The Gold Coast Arts Center has learned to adapt to the limits caused by the coronavirus pandemic with virtual classes and sessions that cater to children, teens and adults.
“All of our faculty, staff, students and parents have all learned to adapt and embrace this ‘new normal,’” Gold Coast Arts Center Executive Director Regina Gil said. “We can’t be afraid of it.”
In early March, when the coronavirus pandemic began to affect the lives of Long Islanders, Gil said the staff started to come up with various plans and courses of action to prepare for whatever obstacles the virus could cause.
“One of the challenges we faced was adapting the courses to a virtual platform in such a rapid time frame,” said Ellen Schiff, director of the center’s School for the Arts. “We did not want to lose the momentum that each class had going into the pandemic, and I say we’ve accomplished that goal.”
According to statistics provided by Schiff, more than 250 students were enrolled in the center’s virtual spring classes. She said that the center maintained close to 90 percent of enrolled registrants for virtual classes since the pandemic began.
Now the center is offering a variety of programs that include drawing and creating new cartoon characters, singing, dancing, robotics, ceramics and more. Despite no in-person instruction, the virtual aspect has allowed a wider range of content to be produced, and a broader audience for it to be taught to.
“We’ve been able to get instructors from California and Florida, and even had someone from Colorado who signed up to take a class,” Gil said. “Now, people aren’t just judging us on our convenient location [in Great Neck], but rather for the content we can provide anyone, which we take great pride in.”
Schiff and Gil both touted the instructors’ collective dedication to creating innovative content and maintaining positive and strong-rooted relationships with their students despite not being immediately present with them.
“The directors, teachers and staff meet virtually every day,” Gil said. “Our dance teachers, for instance, have a deep bond and relationship with their students. For them, it’s more than just learning a few steps or a general routine. It’s a trust thing.”
“There’s so much personal attention that our staff provides our students on a daily basis,” Schiff said. “It’s about knowing the students and knowing the potential each one has.”
Schiff said there are a number of aspects that make the center’s virtual classes special and successful such as small class sizes, immediate feedback on work progress, encouraging social interaction, real-time direction from instructors, and specialized teaching for children from 4 to 16 years old.
One of the newer courses that Gold Coast offers for interested teenagers is a college essay writing class designed for high school juniors and seniors.
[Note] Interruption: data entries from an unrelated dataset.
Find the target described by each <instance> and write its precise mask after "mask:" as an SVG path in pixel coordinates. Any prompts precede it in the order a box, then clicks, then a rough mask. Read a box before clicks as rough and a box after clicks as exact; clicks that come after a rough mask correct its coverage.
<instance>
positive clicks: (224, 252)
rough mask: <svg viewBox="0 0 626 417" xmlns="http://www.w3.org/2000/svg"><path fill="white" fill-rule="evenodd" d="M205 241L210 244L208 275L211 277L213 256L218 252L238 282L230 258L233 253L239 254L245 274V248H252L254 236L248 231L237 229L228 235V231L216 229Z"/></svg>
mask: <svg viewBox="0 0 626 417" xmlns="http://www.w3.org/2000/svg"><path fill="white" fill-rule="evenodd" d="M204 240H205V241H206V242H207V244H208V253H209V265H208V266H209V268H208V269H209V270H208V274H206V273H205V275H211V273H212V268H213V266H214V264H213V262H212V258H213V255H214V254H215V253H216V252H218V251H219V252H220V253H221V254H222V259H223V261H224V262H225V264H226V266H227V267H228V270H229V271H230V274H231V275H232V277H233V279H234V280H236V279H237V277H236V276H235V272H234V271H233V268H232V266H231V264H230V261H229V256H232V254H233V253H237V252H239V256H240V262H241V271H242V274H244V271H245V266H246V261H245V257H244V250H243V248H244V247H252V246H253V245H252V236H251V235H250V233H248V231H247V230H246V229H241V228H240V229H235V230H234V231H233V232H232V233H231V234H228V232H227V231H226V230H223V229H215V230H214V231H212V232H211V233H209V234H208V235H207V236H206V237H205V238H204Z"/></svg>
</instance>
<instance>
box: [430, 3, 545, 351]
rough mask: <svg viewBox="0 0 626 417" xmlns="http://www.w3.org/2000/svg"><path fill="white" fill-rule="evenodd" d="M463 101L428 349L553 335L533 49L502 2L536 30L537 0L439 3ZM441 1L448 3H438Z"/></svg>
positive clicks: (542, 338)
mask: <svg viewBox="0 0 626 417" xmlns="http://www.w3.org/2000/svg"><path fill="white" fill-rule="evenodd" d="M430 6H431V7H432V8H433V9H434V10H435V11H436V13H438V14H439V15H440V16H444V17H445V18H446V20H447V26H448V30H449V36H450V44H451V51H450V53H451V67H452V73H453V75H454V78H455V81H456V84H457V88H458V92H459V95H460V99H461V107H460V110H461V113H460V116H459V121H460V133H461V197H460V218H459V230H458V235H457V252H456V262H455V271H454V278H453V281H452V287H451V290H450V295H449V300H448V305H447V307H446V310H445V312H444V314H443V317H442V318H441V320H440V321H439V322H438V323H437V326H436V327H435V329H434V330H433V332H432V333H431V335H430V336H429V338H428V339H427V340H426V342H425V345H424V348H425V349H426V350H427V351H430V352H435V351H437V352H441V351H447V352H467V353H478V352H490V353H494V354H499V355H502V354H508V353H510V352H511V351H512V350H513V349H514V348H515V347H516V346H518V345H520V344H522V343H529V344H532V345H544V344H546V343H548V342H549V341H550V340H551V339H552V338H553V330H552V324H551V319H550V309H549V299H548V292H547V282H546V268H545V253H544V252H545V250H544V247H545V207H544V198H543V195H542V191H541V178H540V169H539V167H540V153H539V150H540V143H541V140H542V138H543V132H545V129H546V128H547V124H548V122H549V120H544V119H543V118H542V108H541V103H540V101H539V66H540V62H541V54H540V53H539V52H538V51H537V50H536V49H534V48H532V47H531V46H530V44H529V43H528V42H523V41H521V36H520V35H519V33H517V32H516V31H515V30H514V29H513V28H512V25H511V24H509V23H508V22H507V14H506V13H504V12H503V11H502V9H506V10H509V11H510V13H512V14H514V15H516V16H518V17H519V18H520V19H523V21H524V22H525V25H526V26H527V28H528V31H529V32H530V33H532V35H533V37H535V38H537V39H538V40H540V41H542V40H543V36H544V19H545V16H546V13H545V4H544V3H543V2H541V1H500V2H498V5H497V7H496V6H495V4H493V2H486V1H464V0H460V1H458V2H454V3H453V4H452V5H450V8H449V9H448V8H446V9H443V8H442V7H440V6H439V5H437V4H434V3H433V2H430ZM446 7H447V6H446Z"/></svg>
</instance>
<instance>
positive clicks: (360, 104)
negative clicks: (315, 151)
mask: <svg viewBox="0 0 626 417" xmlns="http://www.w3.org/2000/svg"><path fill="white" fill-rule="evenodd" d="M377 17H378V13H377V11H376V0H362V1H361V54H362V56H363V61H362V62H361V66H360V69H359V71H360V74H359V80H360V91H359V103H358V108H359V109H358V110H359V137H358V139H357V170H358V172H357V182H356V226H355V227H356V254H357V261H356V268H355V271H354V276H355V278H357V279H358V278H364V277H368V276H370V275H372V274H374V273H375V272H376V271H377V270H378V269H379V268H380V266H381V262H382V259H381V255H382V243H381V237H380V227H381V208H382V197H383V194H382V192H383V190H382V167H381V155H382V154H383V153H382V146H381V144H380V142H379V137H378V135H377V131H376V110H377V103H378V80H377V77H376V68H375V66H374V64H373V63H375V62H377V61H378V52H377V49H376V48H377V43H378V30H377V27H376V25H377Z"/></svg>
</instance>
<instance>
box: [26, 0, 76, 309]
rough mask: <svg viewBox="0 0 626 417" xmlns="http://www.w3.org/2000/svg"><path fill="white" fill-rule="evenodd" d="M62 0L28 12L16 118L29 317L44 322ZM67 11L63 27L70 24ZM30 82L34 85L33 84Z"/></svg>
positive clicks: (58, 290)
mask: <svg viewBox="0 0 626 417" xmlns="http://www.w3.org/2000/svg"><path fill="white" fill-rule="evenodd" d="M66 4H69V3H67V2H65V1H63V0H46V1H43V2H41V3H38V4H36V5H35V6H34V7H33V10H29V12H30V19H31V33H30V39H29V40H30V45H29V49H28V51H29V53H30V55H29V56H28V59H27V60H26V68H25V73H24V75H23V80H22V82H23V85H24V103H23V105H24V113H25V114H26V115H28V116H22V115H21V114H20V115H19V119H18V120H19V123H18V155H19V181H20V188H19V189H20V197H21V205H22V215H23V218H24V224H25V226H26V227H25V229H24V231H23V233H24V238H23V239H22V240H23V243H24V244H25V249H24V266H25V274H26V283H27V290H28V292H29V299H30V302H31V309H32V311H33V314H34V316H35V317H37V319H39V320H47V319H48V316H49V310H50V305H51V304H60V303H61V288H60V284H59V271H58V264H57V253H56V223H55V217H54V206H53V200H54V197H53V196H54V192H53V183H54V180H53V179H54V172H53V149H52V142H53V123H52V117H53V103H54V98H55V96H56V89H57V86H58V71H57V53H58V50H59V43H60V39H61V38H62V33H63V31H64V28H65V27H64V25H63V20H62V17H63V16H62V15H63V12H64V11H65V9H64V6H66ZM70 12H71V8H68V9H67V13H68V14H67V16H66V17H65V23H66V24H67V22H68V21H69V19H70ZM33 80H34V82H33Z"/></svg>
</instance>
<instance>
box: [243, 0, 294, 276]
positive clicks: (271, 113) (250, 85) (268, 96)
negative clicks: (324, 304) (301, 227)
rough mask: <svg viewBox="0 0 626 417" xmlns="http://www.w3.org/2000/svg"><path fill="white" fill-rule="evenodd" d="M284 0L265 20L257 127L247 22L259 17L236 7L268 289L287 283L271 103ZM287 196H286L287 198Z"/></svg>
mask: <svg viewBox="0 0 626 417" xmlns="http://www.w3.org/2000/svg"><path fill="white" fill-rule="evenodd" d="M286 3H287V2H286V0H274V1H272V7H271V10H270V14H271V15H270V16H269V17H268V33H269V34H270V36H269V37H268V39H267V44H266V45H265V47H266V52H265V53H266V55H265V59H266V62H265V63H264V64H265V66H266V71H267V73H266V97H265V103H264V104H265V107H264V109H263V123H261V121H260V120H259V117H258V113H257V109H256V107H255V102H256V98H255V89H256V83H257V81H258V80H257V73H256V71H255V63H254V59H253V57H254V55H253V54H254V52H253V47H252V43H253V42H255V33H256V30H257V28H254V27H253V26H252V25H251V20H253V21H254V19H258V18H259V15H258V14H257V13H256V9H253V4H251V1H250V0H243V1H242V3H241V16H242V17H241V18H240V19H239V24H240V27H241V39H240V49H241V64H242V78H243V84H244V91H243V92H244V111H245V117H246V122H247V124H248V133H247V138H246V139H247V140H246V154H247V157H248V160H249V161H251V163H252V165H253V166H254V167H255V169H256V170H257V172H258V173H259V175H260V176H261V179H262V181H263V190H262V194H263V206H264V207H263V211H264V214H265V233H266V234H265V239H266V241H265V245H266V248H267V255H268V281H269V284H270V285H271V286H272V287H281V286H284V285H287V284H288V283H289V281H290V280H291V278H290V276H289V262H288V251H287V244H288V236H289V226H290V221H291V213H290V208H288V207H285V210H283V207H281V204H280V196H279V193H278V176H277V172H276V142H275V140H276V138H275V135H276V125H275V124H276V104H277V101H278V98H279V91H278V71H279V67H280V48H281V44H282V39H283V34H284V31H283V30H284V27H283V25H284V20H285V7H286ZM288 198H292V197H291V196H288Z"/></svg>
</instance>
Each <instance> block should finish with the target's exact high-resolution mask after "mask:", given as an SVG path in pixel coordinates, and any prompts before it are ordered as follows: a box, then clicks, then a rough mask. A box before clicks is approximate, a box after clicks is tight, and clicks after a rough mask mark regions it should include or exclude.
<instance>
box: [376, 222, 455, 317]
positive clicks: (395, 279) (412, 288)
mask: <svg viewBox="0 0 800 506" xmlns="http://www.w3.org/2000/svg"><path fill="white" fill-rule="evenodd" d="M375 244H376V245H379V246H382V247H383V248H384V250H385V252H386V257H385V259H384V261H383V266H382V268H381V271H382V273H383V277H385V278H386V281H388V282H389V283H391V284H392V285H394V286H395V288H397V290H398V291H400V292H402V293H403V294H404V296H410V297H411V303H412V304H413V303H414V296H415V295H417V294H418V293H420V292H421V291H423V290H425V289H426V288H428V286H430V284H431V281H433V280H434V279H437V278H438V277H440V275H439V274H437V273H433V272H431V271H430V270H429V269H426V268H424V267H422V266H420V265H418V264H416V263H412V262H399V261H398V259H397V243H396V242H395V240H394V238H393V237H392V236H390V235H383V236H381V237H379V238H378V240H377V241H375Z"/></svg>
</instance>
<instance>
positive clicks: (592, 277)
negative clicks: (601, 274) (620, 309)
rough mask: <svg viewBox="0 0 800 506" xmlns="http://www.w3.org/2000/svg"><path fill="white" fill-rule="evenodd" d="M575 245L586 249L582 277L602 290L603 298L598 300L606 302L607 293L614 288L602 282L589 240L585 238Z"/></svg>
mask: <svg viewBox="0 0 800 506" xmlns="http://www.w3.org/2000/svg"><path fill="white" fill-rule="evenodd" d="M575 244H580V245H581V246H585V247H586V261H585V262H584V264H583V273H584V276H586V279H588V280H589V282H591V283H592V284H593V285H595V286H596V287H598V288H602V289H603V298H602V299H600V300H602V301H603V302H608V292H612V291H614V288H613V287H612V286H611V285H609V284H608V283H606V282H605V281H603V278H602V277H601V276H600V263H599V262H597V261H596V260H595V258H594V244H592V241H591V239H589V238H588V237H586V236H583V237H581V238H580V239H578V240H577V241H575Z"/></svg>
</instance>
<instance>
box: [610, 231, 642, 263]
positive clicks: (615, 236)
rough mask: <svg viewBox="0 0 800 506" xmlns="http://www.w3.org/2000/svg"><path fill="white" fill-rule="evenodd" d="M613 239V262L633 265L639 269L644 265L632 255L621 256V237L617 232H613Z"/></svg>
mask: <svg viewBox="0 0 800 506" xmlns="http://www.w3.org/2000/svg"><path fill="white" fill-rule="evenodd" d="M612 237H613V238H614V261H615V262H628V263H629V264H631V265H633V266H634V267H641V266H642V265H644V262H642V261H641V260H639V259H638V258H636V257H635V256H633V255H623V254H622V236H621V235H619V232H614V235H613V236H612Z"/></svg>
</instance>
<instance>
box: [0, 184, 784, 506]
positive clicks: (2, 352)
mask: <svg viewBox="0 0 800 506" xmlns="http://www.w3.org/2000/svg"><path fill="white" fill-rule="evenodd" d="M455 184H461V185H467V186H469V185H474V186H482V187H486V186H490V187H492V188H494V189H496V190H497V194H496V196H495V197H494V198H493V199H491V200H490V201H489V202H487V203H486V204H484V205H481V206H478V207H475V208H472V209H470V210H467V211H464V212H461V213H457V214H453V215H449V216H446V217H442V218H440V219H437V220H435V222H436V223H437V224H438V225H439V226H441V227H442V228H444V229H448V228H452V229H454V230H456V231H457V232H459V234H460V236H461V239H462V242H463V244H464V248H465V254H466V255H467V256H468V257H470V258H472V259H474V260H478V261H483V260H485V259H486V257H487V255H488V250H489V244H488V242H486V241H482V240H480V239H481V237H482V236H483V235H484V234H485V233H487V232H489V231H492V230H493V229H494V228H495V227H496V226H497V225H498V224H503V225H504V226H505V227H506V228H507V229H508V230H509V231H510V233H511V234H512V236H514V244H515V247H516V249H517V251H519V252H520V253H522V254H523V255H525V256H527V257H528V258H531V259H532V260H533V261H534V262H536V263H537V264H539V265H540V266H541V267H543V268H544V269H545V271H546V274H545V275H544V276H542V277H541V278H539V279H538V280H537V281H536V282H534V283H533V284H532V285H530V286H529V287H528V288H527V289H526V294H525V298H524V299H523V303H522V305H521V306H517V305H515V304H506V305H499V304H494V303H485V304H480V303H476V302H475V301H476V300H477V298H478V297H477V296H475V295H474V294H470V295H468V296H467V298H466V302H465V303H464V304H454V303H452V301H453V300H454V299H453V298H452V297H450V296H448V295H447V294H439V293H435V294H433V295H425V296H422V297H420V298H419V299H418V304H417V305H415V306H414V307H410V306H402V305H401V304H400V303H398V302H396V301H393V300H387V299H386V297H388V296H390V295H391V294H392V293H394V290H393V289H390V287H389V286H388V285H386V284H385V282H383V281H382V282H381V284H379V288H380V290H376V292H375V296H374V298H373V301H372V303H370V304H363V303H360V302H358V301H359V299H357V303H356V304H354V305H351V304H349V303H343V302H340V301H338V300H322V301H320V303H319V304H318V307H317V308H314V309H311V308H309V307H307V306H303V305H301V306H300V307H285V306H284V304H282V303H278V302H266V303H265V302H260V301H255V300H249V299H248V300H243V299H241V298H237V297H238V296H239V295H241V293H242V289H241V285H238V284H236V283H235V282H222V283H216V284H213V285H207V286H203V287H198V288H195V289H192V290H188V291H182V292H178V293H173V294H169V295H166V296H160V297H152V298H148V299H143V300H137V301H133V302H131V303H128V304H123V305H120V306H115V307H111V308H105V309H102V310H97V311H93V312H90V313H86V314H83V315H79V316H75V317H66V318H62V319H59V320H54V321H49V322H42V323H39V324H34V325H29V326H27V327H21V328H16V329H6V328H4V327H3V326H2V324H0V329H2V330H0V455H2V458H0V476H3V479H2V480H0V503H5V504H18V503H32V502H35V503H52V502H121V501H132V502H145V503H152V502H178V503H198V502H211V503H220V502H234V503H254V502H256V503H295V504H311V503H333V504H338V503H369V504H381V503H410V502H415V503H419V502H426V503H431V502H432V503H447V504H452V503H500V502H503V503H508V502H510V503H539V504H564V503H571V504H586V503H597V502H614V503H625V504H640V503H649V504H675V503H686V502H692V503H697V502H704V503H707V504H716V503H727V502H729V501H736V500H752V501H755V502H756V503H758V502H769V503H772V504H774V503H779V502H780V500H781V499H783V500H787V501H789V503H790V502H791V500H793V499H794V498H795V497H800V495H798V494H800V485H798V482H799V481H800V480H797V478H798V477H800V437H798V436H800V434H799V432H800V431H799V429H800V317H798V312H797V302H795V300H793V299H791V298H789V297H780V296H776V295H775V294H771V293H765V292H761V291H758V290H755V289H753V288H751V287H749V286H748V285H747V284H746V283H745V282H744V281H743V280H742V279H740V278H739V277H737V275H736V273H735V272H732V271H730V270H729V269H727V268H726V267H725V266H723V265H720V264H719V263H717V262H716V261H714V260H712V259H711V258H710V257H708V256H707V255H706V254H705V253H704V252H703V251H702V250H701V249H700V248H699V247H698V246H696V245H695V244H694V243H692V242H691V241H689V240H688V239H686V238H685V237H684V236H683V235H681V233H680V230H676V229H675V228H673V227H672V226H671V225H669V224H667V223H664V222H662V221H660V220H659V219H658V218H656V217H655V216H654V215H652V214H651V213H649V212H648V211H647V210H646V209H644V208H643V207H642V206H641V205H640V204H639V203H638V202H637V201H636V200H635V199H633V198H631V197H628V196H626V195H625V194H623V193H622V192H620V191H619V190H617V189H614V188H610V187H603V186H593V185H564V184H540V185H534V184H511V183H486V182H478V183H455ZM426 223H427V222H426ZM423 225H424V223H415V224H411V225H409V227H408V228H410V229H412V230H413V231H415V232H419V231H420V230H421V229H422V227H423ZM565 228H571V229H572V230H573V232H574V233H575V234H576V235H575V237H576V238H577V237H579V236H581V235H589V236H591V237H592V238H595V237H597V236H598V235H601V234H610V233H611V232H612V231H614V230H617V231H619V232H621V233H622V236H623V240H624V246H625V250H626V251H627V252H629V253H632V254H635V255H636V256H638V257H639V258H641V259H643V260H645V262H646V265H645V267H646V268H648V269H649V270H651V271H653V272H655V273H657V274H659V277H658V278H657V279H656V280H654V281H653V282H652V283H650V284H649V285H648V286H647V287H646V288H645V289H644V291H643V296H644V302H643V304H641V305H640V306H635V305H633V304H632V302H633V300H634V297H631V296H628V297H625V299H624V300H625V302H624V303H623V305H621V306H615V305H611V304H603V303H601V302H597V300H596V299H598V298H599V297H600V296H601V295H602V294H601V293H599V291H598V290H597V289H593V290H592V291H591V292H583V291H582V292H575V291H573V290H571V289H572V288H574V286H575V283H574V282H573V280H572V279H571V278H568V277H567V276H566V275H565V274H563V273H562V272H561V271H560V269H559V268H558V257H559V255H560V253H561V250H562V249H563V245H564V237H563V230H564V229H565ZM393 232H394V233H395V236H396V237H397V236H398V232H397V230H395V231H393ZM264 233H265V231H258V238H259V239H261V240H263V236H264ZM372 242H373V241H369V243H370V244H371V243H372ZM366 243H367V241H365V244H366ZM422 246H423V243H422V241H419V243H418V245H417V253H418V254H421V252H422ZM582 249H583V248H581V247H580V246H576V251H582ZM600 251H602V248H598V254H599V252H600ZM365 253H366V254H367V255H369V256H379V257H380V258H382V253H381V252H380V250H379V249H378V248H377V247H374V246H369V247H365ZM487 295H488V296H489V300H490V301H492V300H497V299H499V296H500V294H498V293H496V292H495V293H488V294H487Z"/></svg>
Students in the course will learn about common application essay questions, discuss strategies, and develop techniques that will enable them to write the perfect reflective and personal essay.
The center was also able to secure the Distant Cousins Band based in California to help educate teens on how to write, collaborate on and perform music. The band, Gil said, has tremendous experience in writing music for television and film.
“We haven’t really been able to offer these programs to a targeted teenage audience in the past since the ones in the area would be typically busy with work, internships, or other activities,” Gil said. “Now, we’re able to keep them entertained throughout the whole summer.”
Gil said the center, with help from the Village of Great Neck Plaza, was able to obtain permission to use the center’s parking lot for an outdoor painting session on July 22 and 29 from 6 to 8 p.m.